Höptner sees no benefit for everyday use within the Eurozone: “There's no need for a euro stablecoin for payments within the Eurozone. SEPA is cheap, fast, and works.”

The situation is different in international business. This is where the real problem becomes apparent: “As soon as we make cross-border payments, a structural deficit becomes apparent: funds still take an average of three to five days to arrive.” This is precisely where AllUnity sees the leverage to position stablecoins as a fast, transparent, and cost-effective alternative to SWIFT.

Euro stablecoins massively underrepresented

“The euro is massively underrepresented as a token, despite being the second-largest reserve currency,” says Höptner. “Our vision is to establish a leading euro stablecoin as a cornerstone for global payments.”

The underrepresentation has historical reasons: The dollar is considered the reserve currency in global trade, the stablecoin industry began in the US – and liquidity attracts liquidity. “Anyone who trades with the US uses US dollar stablecoins. The euro has simply been lost in this regard.”

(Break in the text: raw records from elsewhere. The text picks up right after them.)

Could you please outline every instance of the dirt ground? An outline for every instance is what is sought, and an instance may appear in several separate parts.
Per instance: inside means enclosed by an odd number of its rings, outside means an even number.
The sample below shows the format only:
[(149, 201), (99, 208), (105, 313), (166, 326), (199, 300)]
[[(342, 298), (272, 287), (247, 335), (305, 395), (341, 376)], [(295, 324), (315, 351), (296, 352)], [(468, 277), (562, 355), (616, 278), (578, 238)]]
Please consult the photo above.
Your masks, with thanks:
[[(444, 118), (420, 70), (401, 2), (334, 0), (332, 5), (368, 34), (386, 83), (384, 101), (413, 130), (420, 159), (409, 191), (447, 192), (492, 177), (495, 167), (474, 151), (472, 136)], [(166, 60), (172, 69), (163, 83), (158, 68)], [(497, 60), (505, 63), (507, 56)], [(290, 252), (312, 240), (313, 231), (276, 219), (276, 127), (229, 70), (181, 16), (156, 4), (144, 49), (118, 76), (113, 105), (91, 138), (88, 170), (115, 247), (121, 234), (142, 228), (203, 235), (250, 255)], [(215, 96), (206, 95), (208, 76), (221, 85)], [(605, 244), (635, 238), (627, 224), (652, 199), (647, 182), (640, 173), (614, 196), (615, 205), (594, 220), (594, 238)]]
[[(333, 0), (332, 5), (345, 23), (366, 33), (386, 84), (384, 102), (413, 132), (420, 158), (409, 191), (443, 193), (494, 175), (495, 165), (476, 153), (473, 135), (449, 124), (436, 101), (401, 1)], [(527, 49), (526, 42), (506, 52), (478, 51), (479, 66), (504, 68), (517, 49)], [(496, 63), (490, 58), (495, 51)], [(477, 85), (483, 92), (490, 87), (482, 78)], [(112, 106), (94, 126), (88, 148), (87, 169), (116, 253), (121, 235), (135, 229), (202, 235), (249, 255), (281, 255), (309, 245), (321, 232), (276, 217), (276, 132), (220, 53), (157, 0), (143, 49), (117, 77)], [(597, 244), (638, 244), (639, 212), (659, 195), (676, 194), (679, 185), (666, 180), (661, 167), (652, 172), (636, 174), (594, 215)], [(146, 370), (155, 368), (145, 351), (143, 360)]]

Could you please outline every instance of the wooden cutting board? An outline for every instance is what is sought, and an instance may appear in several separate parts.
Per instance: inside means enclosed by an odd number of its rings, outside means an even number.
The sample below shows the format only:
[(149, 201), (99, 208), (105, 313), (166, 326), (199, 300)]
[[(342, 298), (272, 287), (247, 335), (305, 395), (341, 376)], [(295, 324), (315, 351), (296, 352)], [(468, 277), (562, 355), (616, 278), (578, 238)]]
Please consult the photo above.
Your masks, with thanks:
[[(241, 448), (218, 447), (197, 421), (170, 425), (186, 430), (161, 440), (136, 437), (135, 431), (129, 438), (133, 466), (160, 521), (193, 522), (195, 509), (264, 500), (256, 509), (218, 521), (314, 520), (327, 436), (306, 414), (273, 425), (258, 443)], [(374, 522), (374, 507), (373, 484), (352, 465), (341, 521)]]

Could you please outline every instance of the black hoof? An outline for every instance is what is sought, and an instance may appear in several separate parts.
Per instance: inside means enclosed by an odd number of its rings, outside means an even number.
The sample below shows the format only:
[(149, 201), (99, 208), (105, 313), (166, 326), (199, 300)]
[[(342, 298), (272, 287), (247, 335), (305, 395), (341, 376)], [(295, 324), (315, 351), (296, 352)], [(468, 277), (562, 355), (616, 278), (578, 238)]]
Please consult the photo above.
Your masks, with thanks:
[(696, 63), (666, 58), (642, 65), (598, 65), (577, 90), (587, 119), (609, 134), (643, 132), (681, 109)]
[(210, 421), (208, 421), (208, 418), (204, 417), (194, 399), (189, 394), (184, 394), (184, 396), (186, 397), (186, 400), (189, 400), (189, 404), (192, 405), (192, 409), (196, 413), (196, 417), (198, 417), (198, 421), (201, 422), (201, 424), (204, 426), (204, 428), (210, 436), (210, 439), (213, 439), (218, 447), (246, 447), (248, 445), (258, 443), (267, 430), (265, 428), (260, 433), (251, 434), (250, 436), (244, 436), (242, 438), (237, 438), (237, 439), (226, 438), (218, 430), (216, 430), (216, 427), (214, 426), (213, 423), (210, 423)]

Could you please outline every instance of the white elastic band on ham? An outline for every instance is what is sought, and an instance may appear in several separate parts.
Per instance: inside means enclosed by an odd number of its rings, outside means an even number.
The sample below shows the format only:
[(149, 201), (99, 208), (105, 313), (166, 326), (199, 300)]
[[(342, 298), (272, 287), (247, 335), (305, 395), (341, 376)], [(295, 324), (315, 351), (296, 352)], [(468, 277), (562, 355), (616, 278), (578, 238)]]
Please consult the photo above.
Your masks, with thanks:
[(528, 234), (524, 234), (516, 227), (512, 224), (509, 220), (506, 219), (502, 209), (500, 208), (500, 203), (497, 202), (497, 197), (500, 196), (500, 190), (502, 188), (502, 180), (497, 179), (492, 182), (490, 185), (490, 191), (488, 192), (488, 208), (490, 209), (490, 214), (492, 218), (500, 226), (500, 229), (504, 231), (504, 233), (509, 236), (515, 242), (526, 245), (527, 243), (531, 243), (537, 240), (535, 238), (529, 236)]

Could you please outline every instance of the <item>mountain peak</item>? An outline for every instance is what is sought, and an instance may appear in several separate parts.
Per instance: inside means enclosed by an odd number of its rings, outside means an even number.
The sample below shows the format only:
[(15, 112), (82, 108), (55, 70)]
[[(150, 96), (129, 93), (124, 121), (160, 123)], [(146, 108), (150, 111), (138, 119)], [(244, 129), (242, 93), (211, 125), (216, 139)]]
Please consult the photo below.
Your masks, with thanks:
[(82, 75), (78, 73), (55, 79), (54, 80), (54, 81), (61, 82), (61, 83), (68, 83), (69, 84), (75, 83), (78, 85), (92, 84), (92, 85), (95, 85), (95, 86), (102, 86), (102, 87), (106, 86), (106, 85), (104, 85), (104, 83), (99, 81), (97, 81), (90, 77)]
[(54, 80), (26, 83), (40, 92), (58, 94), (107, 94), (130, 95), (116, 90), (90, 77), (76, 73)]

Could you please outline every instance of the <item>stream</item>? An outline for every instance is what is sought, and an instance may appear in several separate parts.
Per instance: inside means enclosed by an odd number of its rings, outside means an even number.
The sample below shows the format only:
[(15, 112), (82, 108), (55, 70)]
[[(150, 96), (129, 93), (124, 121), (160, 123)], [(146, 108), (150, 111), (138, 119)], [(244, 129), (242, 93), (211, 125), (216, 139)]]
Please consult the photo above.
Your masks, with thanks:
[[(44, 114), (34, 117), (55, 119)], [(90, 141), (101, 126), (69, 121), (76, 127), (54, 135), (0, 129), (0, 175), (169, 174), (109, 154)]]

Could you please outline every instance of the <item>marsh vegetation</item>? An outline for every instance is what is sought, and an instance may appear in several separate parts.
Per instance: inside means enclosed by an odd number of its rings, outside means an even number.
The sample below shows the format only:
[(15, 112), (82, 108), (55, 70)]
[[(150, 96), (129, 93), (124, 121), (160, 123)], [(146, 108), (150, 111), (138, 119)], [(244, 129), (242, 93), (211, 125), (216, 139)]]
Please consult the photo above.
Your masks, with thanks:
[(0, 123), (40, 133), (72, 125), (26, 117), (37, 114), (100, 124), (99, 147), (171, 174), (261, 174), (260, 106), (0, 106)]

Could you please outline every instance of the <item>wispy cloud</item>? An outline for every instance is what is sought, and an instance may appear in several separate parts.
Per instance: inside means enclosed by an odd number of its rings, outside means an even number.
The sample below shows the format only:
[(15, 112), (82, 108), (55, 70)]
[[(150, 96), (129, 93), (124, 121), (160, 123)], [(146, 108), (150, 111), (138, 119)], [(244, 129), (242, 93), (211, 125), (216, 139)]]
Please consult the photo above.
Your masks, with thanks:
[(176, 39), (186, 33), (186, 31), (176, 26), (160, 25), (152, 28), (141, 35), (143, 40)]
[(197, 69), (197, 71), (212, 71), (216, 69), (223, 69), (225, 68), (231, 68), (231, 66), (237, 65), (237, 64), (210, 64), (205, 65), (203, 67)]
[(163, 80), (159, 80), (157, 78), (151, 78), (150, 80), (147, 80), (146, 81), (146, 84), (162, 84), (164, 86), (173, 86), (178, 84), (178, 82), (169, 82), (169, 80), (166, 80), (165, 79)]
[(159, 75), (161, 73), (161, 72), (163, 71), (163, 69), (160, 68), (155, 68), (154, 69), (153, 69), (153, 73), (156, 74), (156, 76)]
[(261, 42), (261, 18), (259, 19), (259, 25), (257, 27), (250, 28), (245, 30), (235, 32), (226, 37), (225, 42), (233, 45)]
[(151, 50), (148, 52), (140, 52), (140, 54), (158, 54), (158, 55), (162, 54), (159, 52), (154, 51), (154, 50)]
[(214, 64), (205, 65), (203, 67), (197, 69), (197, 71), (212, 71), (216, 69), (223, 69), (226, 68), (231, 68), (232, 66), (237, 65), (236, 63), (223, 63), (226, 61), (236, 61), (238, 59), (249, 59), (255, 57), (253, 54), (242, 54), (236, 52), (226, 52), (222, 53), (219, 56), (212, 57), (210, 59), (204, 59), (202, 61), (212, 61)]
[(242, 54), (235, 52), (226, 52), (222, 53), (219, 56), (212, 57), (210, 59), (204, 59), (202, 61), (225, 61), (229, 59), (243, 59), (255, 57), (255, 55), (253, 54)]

Regulation: No disadvantage for Europe

While the Genius Act is introducing stablecoin regulation in the US, MiCA is already considered a binding framework in Europe. Many see this as a competitive disadvantage, but Höptner disagrees: “If we look at the regimes around the world, they are certainly comparable to MiCA. Interest rate bans, reserve requirements, capital requirements – the direction is similar. The problem in Europe is less the rule itself, but rather the disruptive fire that creates uncertainty. We should implement it consistently now.”

For CFOs of large companies, this means that legal certainty in Europe could ultimately even become a location advantage.

Market consolidation inevitable

Höptner is relaxed about the fact that there are currently numerous euro stablecoin experiments: “Not all of them will deliver the quality required for real payments. These projects will disappear again.” Standards and ratings are crucial, similar to those for traditional currencies. “Jurisdiction, reserves, governance: Companies are taking a close look.”

Euro stablecoins as a geopolitical tool

In addition to their commercial uses, stablecoins also have a political dimension. “It would be short-sighted not to consider stablecoins from a geopolitical perspective,” Höptner emphasizes. The background: By being deposited in government bonds, stablecoin reserves can contribute to government financing—an option that is becoming increasingly important given the high levels of debt in Europe.

“If the US or other countries back government bonds with stablecoin reserves, Europe should at least keep this option open – within a stable regulatory framework,” Höptner said. A European stablecoin could become a strategic source of financing, especially in the context of planned growth and defense funds.

Vision: From niche player to cornerstone

Ultimately, for AllUnity, it's about nothing less than Europe's strategic role in global payments. “Our goal is to establish the leading euro stablecoin worldwide,” says Höptner. “If we want to achieve this, we need to build liquidity, create regulatory clarity, and, above all, convince the real economy. Only then can the euro play the role it truly deserves in the stablecoin market.”